Here's one case I see against- I think it's plausible that models will have the representations/ability/knowledge required to do some of these tasks, but that we're not reliably able to elicit that knowledge (at least without a large validation set, but we won't have access to that if we're having models do tasks people can't do, or in general for a new/zero-shot task). E.g., for NegationQA, surely even current models have some fairly good understanding of negation - why is that understanding not showing in the results here? My best guess is that NegationQA isn't capabilities bottlenecked but has to do with something else. I think the updated paper's results that chain-of-thought prompting alone reverses some of the inverse scaling trends is interesting; it also suggests that maybe naively using an LM isn't the right way to elicit a model's knowledge (but chain-of-thought prompting might be).

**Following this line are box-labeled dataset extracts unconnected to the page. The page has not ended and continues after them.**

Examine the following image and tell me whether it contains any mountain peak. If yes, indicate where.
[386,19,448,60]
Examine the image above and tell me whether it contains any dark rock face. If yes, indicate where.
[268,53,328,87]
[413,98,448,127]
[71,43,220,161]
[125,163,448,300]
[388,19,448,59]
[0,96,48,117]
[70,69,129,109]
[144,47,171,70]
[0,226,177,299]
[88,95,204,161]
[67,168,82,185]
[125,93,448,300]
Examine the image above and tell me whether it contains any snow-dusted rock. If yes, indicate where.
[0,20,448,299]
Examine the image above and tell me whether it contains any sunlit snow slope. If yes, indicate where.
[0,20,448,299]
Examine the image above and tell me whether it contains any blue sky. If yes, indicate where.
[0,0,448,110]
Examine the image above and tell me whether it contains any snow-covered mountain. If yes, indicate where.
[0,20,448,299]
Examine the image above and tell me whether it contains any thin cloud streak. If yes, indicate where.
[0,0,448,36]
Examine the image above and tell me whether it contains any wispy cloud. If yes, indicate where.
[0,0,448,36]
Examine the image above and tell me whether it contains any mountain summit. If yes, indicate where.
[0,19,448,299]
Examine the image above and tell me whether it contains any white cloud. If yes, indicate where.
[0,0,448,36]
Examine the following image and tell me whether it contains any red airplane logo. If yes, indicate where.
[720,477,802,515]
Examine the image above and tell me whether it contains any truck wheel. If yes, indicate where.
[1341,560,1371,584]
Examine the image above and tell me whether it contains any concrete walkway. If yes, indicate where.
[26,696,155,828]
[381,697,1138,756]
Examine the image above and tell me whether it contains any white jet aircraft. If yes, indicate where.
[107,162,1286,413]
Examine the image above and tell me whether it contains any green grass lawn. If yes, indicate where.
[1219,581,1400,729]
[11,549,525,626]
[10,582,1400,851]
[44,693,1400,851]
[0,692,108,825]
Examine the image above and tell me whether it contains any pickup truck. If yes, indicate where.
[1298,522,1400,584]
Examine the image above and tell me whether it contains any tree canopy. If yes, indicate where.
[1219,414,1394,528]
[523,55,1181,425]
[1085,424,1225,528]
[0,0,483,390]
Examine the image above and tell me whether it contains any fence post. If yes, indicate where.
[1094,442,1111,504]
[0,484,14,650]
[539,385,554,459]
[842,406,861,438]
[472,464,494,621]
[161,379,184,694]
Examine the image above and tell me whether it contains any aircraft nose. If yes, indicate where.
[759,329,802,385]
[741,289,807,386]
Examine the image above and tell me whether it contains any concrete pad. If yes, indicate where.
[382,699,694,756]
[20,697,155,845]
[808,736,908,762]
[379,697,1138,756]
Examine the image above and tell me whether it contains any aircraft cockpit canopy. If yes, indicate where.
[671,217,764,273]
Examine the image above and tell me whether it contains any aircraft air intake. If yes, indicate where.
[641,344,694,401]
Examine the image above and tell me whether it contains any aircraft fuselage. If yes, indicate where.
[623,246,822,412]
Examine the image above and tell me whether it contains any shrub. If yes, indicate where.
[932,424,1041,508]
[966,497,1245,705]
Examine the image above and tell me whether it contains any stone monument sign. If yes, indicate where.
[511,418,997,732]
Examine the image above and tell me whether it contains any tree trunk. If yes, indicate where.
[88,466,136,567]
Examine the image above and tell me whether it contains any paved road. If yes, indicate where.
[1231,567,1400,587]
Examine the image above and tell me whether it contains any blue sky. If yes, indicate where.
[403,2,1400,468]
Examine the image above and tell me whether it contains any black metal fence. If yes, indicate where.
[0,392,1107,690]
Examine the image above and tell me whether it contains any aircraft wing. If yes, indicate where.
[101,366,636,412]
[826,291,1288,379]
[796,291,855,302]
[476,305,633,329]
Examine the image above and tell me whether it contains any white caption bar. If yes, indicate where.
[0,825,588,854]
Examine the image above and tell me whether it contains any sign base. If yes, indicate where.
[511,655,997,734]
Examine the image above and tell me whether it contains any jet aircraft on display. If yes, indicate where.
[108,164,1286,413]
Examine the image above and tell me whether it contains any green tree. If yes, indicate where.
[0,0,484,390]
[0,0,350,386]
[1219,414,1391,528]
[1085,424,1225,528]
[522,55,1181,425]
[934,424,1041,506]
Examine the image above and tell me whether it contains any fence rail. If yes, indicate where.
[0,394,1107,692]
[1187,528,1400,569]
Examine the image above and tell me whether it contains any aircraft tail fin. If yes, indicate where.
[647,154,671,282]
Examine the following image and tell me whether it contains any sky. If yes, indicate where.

In general, I don't think it's always accurate to use a heuristic like "humans behave this way, so LMs-in-the-limit will behave this way." It seems plausible to me that LM representations will encode the knowledge for many/most/almost-all human capabilities, but I'm not sure it means models will have the same input-output behavior as humans (e.g., for reasons discussed in the simulators post and since human/LM learning objectives are different)

The authors have updated their arXiv paper based on my feedback, and I'm happy with the evaluation setup now: https://arxiv.org/abs/2211.02011v2.  They're showing that scaling PALM gives u-shaped scaling on 2/4 tasks (rather than 3/4 in the earlier version) and inverse scaling on 2/4 tasks. I personally found this result at least somewhat surprising, given the fairly consistent inverse scaling we found across various model series' we tried. They're also finding that inverse scaling on these tasks goes away with chain-of-thought prompting, which I think is a neat finding (and nice to see some success from visible-thoughts-style methods here). After this paper, I'm pretty interested to know:

1. what PALM scaling laws look like for Round 2 inverse scaling tasks
2. if inverse scaling continues on the other 2 tasks Round 1 tasks
3. if there are tasks where even chain-of-thought leads to inverse scaling

See this disclaimer on how they've modified our tasks (they're finding u-shaped trends on a couple tasks that are different from the ones we found inverse scaling on, and they made some modifications that make the tasks easier)

Edit: The authors have updated the paper based on my feedback; see my thoughts on the updated version in this comment

The authors modified some of the tasks enough that they aren't actually the tasks we found inverse scaling on. For example, they evaluate on the 1-shot instead of 0-shot versions of some tasks, and giving an example of how to do the task is probably a huge hint. In another case, they reduce the number of few-shot examples used, when spurious correlations in the few-shot examples are the reason for the inverse scaling. So some of the comparisons to existing models aren't valid, and I don't think the current results are strong evidence that scaling further reverses the inverse scaling trends that we found.